As pointed out by one of our reviewers, Rhodes et al.⁵² reports that 75% of meta-analyses contain five or fewer studies. However, this finding was based on 6,492 continuous-outcome meta-analyses within the Cochrane Database of Systematic Reviews, as clearly stated in their abstract and indicated in their title as well. We would like to point out that this summary may not be representative for the rare binary setting (the focus of our paper). This is mainly because for rare binary data, if the number of studies I is small, meta-analysis would not help much unless researchers have useful prior information and employ a Bayesian approach to leverage such information.⁵³ Although it can confirm that the event probabilities are very small, meta-analysis cannot tell how close to zero they are without prior information, especially in the presence of zero or double zero tables. Thus, people usually apply meta-analysis to rare binary events when I is not small. For example, the most well-known meta-analysis for rare binary data in the literature, is perhaps the one about side effects of Rosiglitazone that we re-analyze in Section 5.1, with I = 48 in Nissen and Wolski’s 2007 study⁵⁴ and 56 in their 2010 study.⁴⁷ In other reported meta-analyses of rare binary events,^{55,56,57,8,58,59} the number of studies I is typically larger than 20. That’s why we simulate data with I = 10, 20, 50, 80, to represent very small, small, medium, and large sizes of meta-analysis. Our simulation results show that the proposed FlexB shows superior performance for I = 50 and 80 and works reasonably well for I = 10 and 20, too. Since FlexB employs virtually non-informative or diffuse priors, we do not recommend the use of FlexB with meta-analysis of only a few studies in which FlexB may yield larger MSE. In such situations, we refer readers to Friede et al.⁶⁰ and Günhan et al.¹⁸ where (weakly) informative priors are suggested. It is worth extending such priors to FlexB and examining its performance for meta-analysis with I ≤ 5.

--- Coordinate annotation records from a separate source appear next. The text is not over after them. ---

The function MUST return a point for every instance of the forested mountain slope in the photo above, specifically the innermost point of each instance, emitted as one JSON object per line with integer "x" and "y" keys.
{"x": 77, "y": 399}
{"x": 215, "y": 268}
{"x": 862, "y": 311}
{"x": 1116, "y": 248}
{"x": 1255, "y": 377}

In this paper, we employ the flexible random-effects model proposed by Li and Wang,¹⁴ which assumes that the distribution of treatment effects θ_j’s are fully heterogeneous across component studies. Recently, Moreno et al.⁶¹ considered situations where some θ_js are equal, making full heterogeneity no longer valid. They proposed a Bayesian model selection procedure for estimating the true cluster model, and then employed Bayesian model averaging to estimate the so-called meta parameter θ. Their proposed method works with small I (in their data example, I = 6) and they mention that computational difficulties arise when the number of studies I is moderately large. Under the context of rare binary data, where I is typically much larger, it would be interesting to consider a formal binomial-normal model for such situations and develop an efficient algorithm.

DATA AVAILABILITY STATEMENT

The data that support the findings of this study are included in the Supplementary Material.